Acima de tudo a qualidade do registo áudio. O álbum foi
gravado e produzido por nós nos estúdios do José Carlos [aka Melkor] nos Studios 13 e misturado e masterizado pelo André
Tavares, e o facto de termos agora à nossa disposição condições técnicas muito
diferentes das que tínhamos há dez anos faz com que o resultado final seja
muito melhor do que o primeiro álbum. Para além disso, sem dúvida alguma que
neste álbum se nota a maior maturidade que temos como músicos. Ainda que os
temas estivessem já todos compostos desde 2002-2005, novos arranjos foram
feitos aquando da gravação. Além disso, apesar da temática das letras ser
semelhante ao primeiro álbum, girando em torno de temas sci-fi e cenários apocalípticos, quem escreveu as letras para este
segundo álbum foi a Sofia, excepto a «Ravishing Theatre of Chaos» que é da
minha autoria. E isto aconteceu dentro do esquema actual da banda, em que cada
um tem o seu papel e, para um vocalista, faz muito mais sentido interpretar
aquilo que ele/a próprio/a escreve.
O próprio
título do disco indicia uma vontade de virar uma página na carreira da banda. O
que nos podem destacar mais em termos de mensagem?
O título do disco foi escolhido já durante a fase das
gravações e conjuga duas coisas que nos pareceram importantes: primeiro,
escolhemos uma música que pudesse servir de cartão de visita da banda e achamos
que esta mostra na perfeição tudo aquilo que NEOPLASMAH é actualmente; segundo, e como bem foi referido, este é
o virar de uma página na história da banda em que voltamos com toda a confiança
para mostrar o nosso trabalho e a nossa nova atitude. É uma mensagem positiva,
de determinação e confiança no futuro e significa apenas uma coisa: mesmo que a
aceitação do público não fosse positiva, como tem sido até agora, nós
continuaríamos absolutamente realizados com este álbum.
E com
esta atitude renovada e todas as condições reunidas para voltarem à
normalidade, quais são os planos que traçam para um futuro mais próximo?

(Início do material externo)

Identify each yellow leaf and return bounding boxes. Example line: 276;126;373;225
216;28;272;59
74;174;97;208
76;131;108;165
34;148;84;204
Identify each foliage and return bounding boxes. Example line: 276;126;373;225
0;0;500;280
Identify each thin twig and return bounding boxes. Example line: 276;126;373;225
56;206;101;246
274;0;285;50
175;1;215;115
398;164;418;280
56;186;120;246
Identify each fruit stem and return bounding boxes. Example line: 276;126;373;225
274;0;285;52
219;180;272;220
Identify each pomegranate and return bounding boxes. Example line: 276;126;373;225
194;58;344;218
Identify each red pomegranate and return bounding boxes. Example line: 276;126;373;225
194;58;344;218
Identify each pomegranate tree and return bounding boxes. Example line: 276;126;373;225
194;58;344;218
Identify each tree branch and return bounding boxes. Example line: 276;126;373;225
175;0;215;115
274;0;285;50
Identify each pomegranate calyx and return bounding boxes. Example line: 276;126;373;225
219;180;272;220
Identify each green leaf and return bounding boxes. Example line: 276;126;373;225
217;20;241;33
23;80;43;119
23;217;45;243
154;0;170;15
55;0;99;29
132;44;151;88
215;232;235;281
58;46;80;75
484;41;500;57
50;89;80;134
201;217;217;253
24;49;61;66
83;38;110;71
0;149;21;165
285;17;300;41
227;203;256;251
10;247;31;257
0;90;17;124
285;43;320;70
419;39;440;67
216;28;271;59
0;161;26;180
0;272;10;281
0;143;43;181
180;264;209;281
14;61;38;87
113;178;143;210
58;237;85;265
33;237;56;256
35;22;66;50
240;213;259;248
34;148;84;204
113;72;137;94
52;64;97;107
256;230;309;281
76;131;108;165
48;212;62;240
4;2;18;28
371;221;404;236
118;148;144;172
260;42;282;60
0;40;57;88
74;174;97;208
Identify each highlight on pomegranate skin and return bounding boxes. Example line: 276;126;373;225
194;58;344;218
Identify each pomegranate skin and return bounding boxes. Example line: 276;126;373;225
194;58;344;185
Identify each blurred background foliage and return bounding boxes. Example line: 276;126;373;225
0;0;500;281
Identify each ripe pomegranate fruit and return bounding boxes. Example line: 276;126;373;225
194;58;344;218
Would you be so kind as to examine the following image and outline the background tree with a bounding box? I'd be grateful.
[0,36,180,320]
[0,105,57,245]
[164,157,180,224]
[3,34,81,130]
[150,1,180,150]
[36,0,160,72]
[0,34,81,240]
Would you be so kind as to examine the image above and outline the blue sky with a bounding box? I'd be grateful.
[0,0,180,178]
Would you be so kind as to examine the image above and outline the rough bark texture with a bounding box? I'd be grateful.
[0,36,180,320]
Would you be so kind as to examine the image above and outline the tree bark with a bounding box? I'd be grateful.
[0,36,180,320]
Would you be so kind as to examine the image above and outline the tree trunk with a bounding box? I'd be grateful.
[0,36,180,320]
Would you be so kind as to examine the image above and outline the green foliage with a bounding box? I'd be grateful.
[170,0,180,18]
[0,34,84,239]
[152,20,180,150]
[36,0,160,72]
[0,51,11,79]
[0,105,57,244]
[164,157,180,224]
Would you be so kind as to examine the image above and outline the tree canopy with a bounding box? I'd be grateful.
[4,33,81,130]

Para já é, com certeza, continuar a mostrar o nosso trabalho
ao vivo e em todas as plataformas actualmente disponíveis, e nisso temos todo o
apoio da nossa editora Helldprod que tem sido incansável na divulgação e
promoção do álbum. Além disso, vamos estar atentos a todas as janelas que se
possam abrir...
E podem garantir
aos fãs que não entram em hibernação tão cedo?
Para já estamos focados em promover este álbum e aproveitar
todas as oportunidades que possam surgir. O resto, só o futuro dirá!